Hundreds of travellers were stranded and highly inconvenienced, as the staff at JKIA and other airports across the country downed tools to protest against the reported controversial plan to lease the airport to India’s Adani Enterprises for a whopping 30 years. 
As part of the return-to-work formula, the government agreed to a scrutiny of documents related to the planned lease of this major airport and other KAA facilities.

The Kenya Aviation Workers Union (Kawu) has quite rightly been up in arms, accusing the government of lacking goodwill during discussions on the crisis at the country’s and East Africa’s most important airport.

The workers want the government to stop implementing the hurried, secretive Adani deal. For a country in which the courts have held in a number of recent rulings that public participation must be carried out in arriving at decisions that directly or indirectly affect the people, the airport workers, who are key stakeholders, appear not to have been involved in the ceding of this critical and valuable national asset to the foreign firm.

So far, the government has only revealed that the Indian private firm will upgrade the airport by constructing a second runway and building a new passenger terminal. This is nearly all the material information that has been revealed with regard to the 30-year build-operate-transfer (BOT) contract.

Of major concern to the Kenyan workers, and their union leaders, however, is the increasing number of strangers spotted around the airport, who are said to be Adani’s employees taking stock of Kenya Airports Authority (KAA) assets. They are allegedly often accompanied by KAA managers and security personnel. The KAA workers fear that their jobs may be at stake.

Unexplained movements

They have demanded that these secretive and unexplained movements by strangers at the airport be stopped immediately. They also want full disclosure of the details of the government’s deal with Adani Enterprises.

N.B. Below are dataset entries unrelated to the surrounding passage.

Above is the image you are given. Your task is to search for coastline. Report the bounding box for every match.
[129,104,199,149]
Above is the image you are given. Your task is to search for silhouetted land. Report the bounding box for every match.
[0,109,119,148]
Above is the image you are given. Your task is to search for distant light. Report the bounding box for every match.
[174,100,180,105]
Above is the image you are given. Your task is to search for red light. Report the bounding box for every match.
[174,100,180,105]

To fully resolve the dispute and end the crisis, it is important that the government should come clean on the Adani deal. A crucial question that is begging for answers is, why the single-sourcing for privatisation of such a strategic national asset? Why wouldn’t the government adhere to the principles of transparency and accountability required of it by the Constitution in the management of public resources? The law requires that contracts that the government signs with foreign countries, organisations and even donors on behalf of the Kenyan people are made public. 

Why the bulldozing of this particular deal at a time when there is increased clamour for full disclosure of contracts that add to the public debt load?

The disruption yesterday at Kenyan airports caused a huge inconvenience to travellers who use this strategic hub to get around the world.

As airlines counted their losses caused by the disruption of services at key airports, businesses were also adversely affected.
Though normal operations are expected to resume, this matter is far from over. Indeed, the workers’ union stated that agreeing to return to work does not mean that they are happy with the Adani deal.

Transport Cabinet Secretary Davis Chirchir promised that the Adani deal details will be tabled in court for public scrutiny. Already, two key organisations, the Kenya Human Rights Commission and the Law Society of Kenya have challenged it in court. They have opposed the leasing to the Indian conglomerate what they describe as a strategic and profitable national asset. They are also convinced that the Sh238 billion required to revamp the JKIA can be raised locally to avoid leasing out the strategic airport for three decades.

It is important that all government contracts, including public debts, are transparently entered into only after being fully and transparently scrutinised. The days of opaque government deals signed by a few crooked people are long gone. The veil of secrecy around public contracts must be lifted to ensure value for present and future Kenyan generations.